Vom neuen KI-Gesetz dürften beinah alle Unternehmen betroffen sein. Das Gesetz gilt für
  • Anbieter (auch aus Drittländern), die KI-Systeme in der EU in Verkehr bringen oder in Betrieb nehmen,
  • (berufliche) Nutzer von KI-Systemen, die sich innerhalb der EU befinden und
  • Anbieter und Nutzer von KI-Systemen, die in einem Drittland niedergelassen oder ansässig sind, wenn das vom System hervorgebrachte Ergebnis innerhalb der EU verwendet wird.
Die nach dem Gesetz zu erfüllenden Pflichten werden für KI-Systeme mit hohem Risiko am höchsten sein und umfassen umfangreichen Dokumentations-, Transparenz- und Überwachungspflichten, einschließlich Risikobewertung und der Verpflichtung zur Einführung eines Risikomanagements.
Der Gesetzestext ist bereits verfügbar. Dennoch ist heute noch schwer abzusehen, ob die befürchteten negativen oder die positiven Auswirkungen des KI-Gesetzes überwiegen werden. Befürchtet werden negative Folgen der regulatorischen Hürden: Die Anforderungen des Gesetzes insbesondere an KI-Systeme der Hochrisiko-Klasse könnten insbesondere für kleine und mittlere Unternehmen (KMU) besonders belastend sein, da sie möglicherweise nicht über die Ressourcen verfügen, um diese Anforderungen zu erfüllen. Dies könnte das Innovationstempo verlangsamen und deutsche KMU gegenüber größeren Unternehmen oder Unternehmen in Ländern mit weniger strengen Vorschriften benachteiligen. Unspezifische Anforderungen und potenziell hohe Strafen bei Nichteinhaltung können zu Unsicherheiten führen, die Unternehmen dazu veranlassen könnten, risikoaverse Entscheidungen zu treffen. Dies könnte die Entwicklung und Einführung neuer KI-Anwendungen hemmen, insbesondere in Bereichen, die als risikoreich gelten.
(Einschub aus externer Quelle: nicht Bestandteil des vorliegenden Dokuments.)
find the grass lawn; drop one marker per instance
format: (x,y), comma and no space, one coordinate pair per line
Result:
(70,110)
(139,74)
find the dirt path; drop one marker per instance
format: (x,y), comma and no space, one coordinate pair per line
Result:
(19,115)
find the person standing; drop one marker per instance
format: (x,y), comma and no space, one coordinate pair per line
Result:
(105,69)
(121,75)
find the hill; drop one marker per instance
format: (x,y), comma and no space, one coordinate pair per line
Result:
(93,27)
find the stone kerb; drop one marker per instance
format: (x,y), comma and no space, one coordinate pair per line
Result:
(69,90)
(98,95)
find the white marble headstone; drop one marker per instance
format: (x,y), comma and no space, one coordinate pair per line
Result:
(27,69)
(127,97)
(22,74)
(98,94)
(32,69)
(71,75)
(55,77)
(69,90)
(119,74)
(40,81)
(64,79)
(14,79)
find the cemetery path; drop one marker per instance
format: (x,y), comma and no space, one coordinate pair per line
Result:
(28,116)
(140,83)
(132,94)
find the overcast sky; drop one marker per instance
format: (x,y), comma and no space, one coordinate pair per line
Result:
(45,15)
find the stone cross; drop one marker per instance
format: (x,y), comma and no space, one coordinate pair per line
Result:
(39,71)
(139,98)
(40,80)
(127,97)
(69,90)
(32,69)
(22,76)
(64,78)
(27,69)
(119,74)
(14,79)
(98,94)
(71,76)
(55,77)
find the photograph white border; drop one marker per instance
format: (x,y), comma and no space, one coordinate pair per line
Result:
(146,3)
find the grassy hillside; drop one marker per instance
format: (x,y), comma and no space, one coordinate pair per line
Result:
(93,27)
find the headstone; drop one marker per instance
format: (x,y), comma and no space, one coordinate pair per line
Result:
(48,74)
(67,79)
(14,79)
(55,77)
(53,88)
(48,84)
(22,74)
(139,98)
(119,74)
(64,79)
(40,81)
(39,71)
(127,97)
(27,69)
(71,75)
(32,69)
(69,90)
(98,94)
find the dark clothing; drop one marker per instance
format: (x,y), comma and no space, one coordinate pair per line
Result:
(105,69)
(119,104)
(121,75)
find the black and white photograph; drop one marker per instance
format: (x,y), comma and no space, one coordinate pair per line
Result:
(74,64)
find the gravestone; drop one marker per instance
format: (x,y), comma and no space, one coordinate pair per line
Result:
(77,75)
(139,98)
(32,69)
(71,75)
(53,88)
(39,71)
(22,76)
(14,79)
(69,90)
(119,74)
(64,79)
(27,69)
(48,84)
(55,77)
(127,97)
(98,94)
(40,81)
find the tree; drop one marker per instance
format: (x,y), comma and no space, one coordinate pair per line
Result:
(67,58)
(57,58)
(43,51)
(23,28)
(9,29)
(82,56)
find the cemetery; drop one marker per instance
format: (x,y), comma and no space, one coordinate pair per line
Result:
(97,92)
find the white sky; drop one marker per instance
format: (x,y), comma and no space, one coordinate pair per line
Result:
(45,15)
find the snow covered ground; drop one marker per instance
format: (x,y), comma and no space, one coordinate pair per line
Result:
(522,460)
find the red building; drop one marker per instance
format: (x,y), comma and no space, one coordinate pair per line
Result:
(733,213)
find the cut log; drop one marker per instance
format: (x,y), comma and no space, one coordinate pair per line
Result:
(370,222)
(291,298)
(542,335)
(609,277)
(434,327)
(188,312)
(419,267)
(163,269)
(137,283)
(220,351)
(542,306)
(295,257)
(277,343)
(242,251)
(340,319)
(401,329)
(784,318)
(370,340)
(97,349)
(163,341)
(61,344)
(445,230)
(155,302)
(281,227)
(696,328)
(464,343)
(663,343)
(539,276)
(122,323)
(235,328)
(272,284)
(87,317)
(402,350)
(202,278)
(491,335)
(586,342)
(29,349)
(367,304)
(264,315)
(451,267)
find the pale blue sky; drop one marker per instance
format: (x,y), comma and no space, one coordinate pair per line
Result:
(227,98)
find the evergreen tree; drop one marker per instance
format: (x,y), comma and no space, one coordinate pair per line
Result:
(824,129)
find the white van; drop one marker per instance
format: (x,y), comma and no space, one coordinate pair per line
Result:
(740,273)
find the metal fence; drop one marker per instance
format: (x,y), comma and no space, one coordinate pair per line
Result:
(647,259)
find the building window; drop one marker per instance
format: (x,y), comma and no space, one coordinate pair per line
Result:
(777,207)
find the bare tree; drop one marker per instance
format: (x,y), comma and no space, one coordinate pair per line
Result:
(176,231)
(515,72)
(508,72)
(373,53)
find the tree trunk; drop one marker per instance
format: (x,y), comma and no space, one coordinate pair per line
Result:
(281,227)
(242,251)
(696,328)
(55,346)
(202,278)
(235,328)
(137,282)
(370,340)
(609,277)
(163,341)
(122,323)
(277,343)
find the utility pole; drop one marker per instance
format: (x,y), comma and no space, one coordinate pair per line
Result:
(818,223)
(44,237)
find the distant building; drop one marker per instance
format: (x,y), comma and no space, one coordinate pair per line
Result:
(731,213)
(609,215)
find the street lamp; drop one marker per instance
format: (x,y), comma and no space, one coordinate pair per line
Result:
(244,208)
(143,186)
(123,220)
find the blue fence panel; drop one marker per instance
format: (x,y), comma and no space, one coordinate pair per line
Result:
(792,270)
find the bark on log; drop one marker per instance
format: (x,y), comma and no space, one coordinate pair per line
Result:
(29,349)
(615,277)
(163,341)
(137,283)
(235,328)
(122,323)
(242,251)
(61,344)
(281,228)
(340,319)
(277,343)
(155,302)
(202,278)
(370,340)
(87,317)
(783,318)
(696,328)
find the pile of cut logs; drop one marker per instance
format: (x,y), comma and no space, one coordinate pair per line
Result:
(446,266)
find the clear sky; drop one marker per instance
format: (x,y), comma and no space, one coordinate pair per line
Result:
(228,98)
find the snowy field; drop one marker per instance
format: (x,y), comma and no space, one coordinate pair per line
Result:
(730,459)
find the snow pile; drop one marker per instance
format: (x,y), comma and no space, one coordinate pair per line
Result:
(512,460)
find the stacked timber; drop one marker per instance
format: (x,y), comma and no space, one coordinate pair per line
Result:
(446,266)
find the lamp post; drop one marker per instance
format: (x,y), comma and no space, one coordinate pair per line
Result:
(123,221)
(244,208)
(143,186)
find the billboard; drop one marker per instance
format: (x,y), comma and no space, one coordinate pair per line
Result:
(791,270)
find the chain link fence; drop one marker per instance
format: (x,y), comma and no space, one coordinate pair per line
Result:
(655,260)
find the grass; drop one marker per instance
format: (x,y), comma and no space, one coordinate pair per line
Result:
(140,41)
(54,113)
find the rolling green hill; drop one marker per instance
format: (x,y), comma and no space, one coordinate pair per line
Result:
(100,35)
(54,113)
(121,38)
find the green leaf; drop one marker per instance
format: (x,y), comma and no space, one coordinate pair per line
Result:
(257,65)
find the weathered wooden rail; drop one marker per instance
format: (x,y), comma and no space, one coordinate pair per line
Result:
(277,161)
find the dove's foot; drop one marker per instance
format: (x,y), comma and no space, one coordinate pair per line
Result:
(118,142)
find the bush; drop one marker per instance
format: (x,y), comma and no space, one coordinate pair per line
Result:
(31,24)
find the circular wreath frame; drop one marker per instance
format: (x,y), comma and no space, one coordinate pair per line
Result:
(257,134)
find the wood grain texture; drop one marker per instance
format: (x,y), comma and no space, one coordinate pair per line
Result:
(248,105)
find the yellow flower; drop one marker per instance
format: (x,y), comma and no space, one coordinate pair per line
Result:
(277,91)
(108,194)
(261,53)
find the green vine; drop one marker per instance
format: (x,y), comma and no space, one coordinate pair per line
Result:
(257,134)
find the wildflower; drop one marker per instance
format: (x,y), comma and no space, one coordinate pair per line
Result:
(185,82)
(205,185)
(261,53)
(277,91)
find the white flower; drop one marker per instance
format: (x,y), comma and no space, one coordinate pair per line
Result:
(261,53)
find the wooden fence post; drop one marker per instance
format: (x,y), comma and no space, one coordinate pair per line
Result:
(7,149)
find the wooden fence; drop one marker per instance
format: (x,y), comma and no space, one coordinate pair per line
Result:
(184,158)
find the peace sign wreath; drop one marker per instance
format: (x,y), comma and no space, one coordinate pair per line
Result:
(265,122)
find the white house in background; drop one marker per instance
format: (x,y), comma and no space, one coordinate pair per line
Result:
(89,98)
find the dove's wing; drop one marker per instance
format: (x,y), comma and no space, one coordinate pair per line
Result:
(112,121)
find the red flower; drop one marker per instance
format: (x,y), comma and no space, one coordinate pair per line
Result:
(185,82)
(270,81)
Andererseits kann das neue Gesetz auch positive Wirkungen entfalten. Mit dem KI-Gesetz soll ein höheres Maß an Vertrauen und Sicherheit in KI-Systeme geschaffen werden, was die Akzeptanz von KI-Lösungen bei Verbrauchern und Geschäftspartnern erhöhen kann. Dies kann deutschen Unternehmen helfen, sich als führende Anbieter vertrauenswürdiger und sicherer KI-Technologie zu positionieren. Das KI-Gesetz sieht die Einrichtung sogenannter regulatorischer Sandkästen vor, die es Unternehmen ermöglichen, neue Technologien unter realen Bedingungen zu testen, ohne sofort alle regulatorischen Anforderungen erfüllen zu müssen. Diese Innovationsanreize könnten insbesondere deutschen Unternehmen helfen, die an der Spitze der technologischen Entwicklung stehen und schnell auf Marktveränderungen reagieren wollen. Durch die Schaffung eines einheitlichen europäischen Rechtsrahmens kann der AI Act dazu beitragen, die Wettbewerbsbedingungen für alle europäischen Unternehmen zu vereinheitlichen. Deutschen Unternehmen, die in mehreren EU-Ländern tätig sind, könnte dies helfen, da sie sich nicht mehr mit einer Vielzahl unterschiedlicher nationaler Regelungen auseinandersetzen müssten.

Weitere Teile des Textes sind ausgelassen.